La persona que atacó al Joven Maestro tenía habilidades increíblemente formidables; ¡no éramos rivales en absoluto!

—Los ojos de Lei Wanlong se volvieron fríamente gélidos—.

Entonces, ¿todos fueron golpeados por esa única persona?

—Sí, Hermano Long, ¡todo fue obra de ese tipo solo!

—El joven con rastas asintió.

No solo Lei Wanlong frunció el ceño, sino que las expresiones de los miembros de alto rango a su lado también cambiaron.

Un individuo capaz de dejar al joven con rastas en este estado debía poseer habilidades extraordinarias.

El joven con rastas continuó:
—¡Y el punto clave no es ni siquiera ese tipo, es Cui Fengjiu!

—¿Cui Fengjiu?

—preguntó alguien.

—Así es —Cui Fengjiu estaba en la escena cuando al Joven Maestro lo apuñalaron, pero no hizo nada al respecto.

Creo que estaba protegiendo deliberadamente a ese tal Chen.

—¡Maldita sea, Cui Fengjiu!

Parece que su Club Fenghuo no quiere vivir más —Lei Wanlong maldijo enfurecido, deseando poder liderar inmediatamente a sus hombres a Ciudad de Huai y aniquilar a Cui Fengjiu junto con su Club Fenghuo de un solo golpe.

En ese momento, un anciano con barba de chivo al lado de Lei Wanlong parecía haber captado algo e interrumpió al joven con rastas.

—¿Qué acabas de decir?

¿El hombre que golpeó al Joven Maestro, su apellido es Chen?

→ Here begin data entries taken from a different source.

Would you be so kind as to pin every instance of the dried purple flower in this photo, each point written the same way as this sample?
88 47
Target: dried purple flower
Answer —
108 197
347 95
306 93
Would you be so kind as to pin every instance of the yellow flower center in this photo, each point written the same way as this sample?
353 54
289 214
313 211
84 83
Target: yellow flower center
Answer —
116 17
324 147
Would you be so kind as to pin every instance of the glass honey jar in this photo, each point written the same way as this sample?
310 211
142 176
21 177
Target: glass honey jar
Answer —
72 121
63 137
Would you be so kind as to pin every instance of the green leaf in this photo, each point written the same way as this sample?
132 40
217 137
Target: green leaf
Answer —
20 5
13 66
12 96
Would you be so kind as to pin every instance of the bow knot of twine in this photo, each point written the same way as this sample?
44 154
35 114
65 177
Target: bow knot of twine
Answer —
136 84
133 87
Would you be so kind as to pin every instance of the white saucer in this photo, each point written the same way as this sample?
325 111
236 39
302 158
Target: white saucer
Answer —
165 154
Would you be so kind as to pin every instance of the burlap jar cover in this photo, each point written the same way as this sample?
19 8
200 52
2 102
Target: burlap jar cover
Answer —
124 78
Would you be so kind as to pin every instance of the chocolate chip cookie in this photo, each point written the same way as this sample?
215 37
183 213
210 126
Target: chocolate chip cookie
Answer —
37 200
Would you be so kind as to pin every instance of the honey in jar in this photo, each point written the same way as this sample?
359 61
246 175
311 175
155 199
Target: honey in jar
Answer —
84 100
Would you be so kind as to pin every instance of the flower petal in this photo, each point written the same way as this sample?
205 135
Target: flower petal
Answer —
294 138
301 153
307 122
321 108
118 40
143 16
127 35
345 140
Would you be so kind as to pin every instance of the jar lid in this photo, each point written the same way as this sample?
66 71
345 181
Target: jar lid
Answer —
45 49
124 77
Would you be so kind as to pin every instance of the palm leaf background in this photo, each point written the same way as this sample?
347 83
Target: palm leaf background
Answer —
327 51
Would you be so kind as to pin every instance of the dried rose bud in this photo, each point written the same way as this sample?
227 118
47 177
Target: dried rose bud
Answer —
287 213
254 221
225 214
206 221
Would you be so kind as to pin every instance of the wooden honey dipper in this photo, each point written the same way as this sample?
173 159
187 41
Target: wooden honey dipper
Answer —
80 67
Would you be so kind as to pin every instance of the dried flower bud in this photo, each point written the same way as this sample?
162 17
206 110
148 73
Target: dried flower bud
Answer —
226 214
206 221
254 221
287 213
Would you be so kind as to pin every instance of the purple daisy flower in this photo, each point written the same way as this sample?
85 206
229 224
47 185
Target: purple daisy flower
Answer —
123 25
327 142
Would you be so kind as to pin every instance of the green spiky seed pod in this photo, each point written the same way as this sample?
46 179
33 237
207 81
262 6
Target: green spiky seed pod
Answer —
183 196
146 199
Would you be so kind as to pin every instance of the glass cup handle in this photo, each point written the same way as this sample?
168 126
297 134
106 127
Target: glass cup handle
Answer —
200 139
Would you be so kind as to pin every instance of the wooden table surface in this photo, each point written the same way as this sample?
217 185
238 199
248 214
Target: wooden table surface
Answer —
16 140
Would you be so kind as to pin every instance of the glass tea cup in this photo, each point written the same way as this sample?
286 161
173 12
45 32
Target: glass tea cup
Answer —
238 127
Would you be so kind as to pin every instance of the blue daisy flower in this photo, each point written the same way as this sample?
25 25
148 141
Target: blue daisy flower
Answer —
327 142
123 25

—Así es, su apellido es Chen —el joven con rastas asintió.

Duda apareció en el rostro de Lei Wanlong:
—Viejo Luu, ¿hay algún problema?

El anciano con barba de chivo, conocido como Gran Maestro Luu, era extremadamente astuto y también el asesor más confiable de Lei Wanlong, con quien discutiría todos los asuntos importantes.

Gran Maestro Luu se acarició la barba pensativamente y habló:
—Hermano Long, ¿todavía recuerdas el gran alboroto en Ciudad de Huai hace algunos días?

—Cui Fengjiu de la noche a la mañana eliminó a la Sala del Tigre Negro y mató a Cai Heihu —Cui Fengjiu de la noche a la mañana eliminó a la Sala del Tigre Negro y mató a Cai Heihu.

Con tal conmoción, por supuesto, no lo he olvidado tan pronto.

Gran Maestro Luu habló con un tono de misterio:
—La dinámica entre el fénix y el tigre de Ciudad de Huai había permanecido sin cambios durante muchos años, todo porque sus fuerzas estaban igualmente equilibradas.

—Esta vez, la movida repentina de Cui Fengjiu, he oído, estuvo completamente respaldada por un cerebro.

—Además, también he oído que el cerebro que apoyó a Cui Fengjiu también llevaba el apellido Chen.